Gene caught it. And in that same perfect photo, he also caught much more: the stark division—represented by a structural column that splits the whole scene in half—between a city like Washington and an all-but-forgotten precinct like Port Arthur; between televised expressions of hope and gritty, facts-on-the-ground reality; between power and powerlessness. The look on Kelley’s face as he watches Obama’s speech is stoic, guarded, serious. Gene’s photo would still be one of the best we’ve ever published even if it didn’t contain the one element that elevates it to the level of magnificence: the image-within-an-image provided by the framed poster on the wall above Kelley’s unsmiling head of a smiling Kelley shaking hands with President Obama, who had formally recognized the activist’s environmental-justice-related accomplishments back in 2011.

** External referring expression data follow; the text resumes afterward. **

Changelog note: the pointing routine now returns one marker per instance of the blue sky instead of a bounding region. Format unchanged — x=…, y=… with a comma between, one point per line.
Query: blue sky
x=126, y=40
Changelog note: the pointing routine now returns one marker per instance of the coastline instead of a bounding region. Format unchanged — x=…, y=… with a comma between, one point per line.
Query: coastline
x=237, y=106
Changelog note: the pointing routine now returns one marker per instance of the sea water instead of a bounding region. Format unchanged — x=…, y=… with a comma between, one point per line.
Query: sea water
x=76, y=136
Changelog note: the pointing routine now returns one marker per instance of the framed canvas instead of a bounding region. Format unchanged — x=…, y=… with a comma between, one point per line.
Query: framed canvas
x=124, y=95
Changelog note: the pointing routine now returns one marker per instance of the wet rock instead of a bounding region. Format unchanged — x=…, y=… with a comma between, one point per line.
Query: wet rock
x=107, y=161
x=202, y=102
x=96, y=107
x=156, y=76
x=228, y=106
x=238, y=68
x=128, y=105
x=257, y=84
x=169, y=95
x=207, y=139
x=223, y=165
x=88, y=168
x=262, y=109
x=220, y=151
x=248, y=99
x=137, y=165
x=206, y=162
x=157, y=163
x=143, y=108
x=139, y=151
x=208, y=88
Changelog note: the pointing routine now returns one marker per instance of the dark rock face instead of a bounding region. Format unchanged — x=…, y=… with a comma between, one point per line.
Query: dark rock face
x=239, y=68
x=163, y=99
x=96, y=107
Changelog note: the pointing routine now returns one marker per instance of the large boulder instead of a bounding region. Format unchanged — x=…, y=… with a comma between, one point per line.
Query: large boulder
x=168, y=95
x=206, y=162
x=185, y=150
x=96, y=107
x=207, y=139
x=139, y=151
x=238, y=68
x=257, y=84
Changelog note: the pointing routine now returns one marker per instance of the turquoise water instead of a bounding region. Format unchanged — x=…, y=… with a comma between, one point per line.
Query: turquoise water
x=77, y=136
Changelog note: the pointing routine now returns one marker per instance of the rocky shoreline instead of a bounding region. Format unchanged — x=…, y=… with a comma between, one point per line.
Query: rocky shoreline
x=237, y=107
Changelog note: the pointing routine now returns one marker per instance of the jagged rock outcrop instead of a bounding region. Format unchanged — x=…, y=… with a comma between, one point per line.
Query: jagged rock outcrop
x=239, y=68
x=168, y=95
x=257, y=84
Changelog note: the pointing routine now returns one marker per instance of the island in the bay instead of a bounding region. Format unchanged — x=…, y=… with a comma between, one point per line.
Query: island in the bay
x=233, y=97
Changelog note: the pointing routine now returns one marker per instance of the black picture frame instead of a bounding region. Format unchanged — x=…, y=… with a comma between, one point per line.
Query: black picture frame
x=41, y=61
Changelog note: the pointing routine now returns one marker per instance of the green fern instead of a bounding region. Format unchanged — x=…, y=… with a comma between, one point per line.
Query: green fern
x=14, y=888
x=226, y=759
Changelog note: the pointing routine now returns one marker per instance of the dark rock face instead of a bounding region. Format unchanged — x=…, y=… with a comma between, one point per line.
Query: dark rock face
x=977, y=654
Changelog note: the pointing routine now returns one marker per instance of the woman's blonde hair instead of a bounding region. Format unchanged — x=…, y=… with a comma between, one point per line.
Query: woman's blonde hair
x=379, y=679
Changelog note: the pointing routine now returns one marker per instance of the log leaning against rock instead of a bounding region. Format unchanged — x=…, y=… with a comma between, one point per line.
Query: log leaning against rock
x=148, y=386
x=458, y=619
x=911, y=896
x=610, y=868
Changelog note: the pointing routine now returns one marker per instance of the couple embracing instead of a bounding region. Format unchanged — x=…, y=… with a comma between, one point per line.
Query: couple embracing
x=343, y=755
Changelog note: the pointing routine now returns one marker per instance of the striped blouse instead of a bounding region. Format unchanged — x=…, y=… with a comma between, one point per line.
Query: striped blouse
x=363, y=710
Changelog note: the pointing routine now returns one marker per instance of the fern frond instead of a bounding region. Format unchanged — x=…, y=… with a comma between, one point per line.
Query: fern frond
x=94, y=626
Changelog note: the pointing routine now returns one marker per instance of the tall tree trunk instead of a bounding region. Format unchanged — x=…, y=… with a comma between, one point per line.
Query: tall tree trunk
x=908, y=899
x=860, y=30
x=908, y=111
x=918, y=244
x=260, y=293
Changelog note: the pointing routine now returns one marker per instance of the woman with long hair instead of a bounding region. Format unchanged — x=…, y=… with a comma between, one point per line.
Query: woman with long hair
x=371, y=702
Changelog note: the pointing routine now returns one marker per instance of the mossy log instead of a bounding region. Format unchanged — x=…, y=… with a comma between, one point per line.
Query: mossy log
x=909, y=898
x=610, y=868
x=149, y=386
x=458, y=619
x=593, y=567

Reporters and photographers leave at the end of their assignments and move on to their next stories. The residents of Carver Terrace, too, have been left behind often, and many feel like they’re being ignored or even forgotten until the next reporter comes along. Gene’s experience in dealing with members of marginalized communities had prepared him for the possibility that he would face resistance—and he was right. Getting Carver Terrace residents to agree to be photographed was difficult, but it couldn’t have escaped the notice of those who did agree that this photographer seemed different than others who had come before him. After taking their pictures, for instance, he made sure to take down their names and contact information: he wanted to follow up, to see how their moves went, to find out what happened to them.
That, to me, is the mark of a genuinely concerned and deeply engaged photojournalist. And you can see it in the pictures.
All photos by Eugene Richards for OnEarth.